Not all of the changes proposed by industry participants survived in the final bills, panelists said. For instance, Karp said the issue of who needs to be informed if a potential property buyer finds contamination during due diligence is not in the bill.
“We focused on what we could do collectively,” said Dennis Toft, chair of the environmental group at law firm Chiesa Shahinian & Giantomasi PC, speaking during NAIOP’s annual Regulatory, Legislative & Legal Update at the New Jersey Law Center in New Brunswick. “While certainly, there was some disappointment in the regulated community, I think we ended up with something that’s going to be a better process.”
The changes, included in bills S3682 and A5293, are now awaiting Murphy’s signature after being passed overwhelmingly by both houses of the state Legislature. The Senate on June 20 passed the bill 36-0, while the Assembly voted 74-0 with one abstention on June 27.
Discussions on other changes sought by developers will continue as part of the regulatory process, Toft said.
The amendment process was a chance to incorporate lessons learned, said Mark J. Pedersen, assistant commissioner of the state Department of Environmental Protection.
“We looked at 10 years of implementing this new paradigm,” he said. “What did we miss?

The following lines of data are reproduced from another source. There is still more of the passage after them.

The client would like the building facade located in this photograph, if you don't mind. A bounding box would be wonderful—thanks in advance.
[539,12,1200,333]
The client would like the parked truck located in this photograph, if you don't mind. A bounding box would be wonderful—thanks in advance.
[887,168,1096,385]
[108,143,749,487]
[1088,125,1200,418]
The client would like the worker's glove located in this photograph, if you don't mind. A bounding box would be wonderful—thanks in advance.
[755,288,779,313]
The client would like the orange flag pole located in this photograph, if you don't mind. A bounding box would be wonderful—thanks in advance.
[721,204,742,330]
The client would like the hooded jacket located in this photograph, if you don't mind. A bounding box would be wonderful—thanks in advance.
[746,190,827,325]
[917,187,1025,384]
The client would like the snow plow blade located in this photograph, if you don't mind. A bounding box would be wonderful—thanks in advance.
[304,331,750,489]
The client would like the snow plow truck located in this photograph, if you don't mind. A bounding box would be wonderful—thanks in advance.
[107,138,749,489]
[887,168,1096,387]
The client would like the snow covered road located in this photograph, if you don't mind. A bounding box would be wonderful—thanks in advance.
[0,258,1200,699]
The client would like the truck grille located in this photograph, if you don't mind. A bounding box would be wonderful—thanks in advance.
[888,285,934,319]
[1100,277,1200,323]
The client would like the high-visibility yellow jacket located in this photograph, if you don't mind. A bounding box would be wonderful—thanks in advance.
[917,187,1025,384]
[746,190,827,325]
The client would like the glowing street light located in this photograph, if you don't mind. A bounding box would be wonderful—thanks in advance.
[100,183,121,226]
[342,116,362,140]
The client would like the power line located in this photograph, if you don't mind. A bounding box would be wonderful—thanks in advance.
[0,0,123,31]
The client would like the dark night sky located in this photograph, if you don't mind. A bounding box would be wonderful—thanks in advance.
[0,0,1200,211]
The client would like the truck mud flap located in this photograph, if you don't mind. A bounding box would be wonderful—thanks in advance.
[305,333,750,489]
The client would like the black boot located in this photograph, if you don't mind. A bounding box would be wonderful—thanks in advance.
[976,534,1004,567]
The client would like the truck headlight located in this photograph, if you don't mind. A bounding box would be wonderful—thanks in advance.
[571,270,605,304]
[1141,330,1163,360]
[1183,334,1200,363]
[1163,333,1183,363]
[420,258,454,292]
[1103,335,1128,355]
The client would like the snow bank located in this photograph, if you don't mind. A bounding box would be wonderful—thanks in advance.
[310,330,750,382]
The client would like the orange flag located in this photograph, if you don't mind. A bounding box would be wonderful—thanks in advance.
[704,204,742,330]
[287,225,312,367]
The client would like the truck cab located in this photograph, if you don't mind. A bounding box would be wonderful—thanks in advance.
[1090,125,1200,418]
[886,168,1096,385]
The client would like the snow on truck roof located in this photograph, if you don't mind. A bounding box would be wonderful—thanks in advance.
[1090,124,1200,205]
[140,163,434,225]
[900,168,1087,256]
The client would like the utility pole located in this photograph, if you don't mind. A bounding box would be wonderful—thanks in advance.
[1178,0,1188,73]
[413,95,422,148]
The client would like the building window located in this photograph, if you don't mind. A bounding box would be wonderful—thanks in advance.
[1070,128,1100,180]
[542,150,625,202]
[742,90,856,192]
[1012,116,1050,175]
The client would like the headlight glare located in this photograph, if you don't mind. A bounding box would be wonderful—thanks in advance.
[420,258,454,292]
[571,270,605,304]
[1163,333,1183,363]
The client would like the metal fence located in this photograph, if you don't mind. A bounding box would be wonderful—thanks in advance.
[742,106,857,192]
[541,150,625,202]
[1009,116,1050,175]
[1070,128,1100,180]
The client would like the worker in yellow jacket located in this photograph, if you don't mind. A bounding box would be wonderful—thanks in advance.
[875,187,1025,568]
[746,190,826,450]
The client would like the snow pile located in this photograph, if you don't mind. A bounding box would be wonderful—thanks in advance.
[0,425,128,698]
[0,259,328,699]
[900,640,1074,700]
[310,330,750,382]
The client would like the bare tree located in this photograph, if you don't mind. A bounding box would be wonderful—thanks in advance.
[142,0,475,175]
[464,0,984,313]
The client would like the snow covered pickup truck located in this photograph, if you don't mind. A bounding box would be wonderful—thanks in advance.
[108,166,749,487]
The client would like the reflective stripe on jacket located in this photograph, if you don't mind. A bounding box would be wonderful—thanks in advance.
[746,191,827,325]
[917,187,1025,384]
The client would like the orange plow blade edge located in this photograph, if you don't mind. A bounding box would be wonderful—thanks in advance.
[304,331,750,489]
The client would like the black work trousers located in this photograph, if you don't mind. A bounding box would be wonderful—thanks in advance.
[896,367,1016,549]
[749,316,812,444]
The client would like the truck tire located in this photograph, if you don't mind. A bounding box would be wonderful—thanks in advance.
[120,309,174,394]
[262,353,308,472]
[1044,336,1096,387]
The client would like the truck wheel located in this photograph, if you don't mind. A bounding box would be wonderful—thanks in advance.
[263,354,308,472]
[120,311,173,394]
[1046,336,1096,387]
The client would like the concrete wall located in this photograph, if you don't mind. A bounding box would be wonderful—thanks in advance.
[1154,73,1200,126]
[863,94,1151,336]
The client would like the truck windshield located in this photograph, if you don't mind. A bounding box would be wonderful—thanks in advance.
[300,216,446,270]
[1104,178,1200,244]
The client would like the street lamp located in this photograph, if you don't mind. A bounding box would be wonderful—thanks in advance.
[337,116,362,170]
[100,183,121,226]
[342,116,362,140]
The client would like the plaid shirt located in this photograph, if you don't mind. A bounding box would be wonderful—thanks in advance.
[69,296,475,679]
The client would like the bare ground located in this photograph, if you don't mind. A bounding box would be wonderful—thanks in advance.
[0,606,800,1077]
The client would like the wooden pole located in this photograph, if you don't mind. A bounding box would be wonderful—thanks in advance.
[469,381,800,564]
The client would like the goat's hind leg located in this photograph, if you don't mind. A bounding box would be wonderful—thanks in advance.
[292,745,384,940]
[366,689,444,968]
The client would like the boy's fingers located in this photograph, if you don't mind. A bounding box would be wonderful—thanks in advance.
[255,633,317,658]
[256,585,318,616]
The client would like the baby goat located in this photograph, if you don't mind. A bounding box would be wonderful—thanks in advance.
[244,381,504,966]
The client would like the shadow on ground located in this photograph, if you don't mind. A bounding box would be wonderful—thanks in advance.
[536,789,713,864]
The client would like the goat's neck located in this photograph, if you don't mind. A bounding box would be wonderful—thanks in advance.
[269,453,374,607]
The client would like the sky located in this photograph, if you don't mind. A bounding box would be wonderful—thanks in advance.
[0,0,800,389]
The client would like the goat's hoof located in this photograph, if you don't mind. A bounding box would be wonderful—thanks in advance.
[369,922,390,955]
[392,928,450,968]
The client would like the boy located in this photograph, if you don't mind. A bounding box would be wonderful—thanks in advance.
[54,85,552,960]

What did we make a mistake on? At the end of the day, it’s got to be protective to human health and the environment.”
Technical changes collected in the legislation, which is sometimes referred to as SRRA 2.0, clarifications regarding:
- The responsibility of property owners to obtain environmental remediation work plans from Licensed Site Remediation Professionals, or LSRPs, and the option for them to designate an LSRP to respond to public inquiries about the remediation
- What actions are included in the definition of “remediation”
- Making clear that property owners need to retain the services of an LSRP for the life of their environmental remediation permit, but do not need to have an LSRP on their company payroll,
- That LSRPs may not employ non-LSRPs to perform the remediation work unless an LSRP supervises it
- The types of documents that need to be supplied to municipalities regarding a site remediation project, and when public notices need to be given
- Making a distinction between written notice to the public and signage on a property
- Permitting an exemption from environmental remediation for unoccupied buildings that are going to be demolished
“I think LSRPs have more obligation on them and accountability individually than any environmental professional in the state ever did,” Pedersen said. He recalled a meeting with single-practitioner LSRPs at which one woman admitted to him that she didn’t sleep well because “I’m accountable for everything that I do.”
“To me that speaks volumes to the integrity of the individuals who are licensed and how they take their jobs seriously,” he said.
The legislation also requires the DEP to “encourage the use of green and sustainable practices during the remediation of a contaminated site,” he added, but not if those practices would “alter the requirement that the remediation be protective of the public health and safety and of the environment.”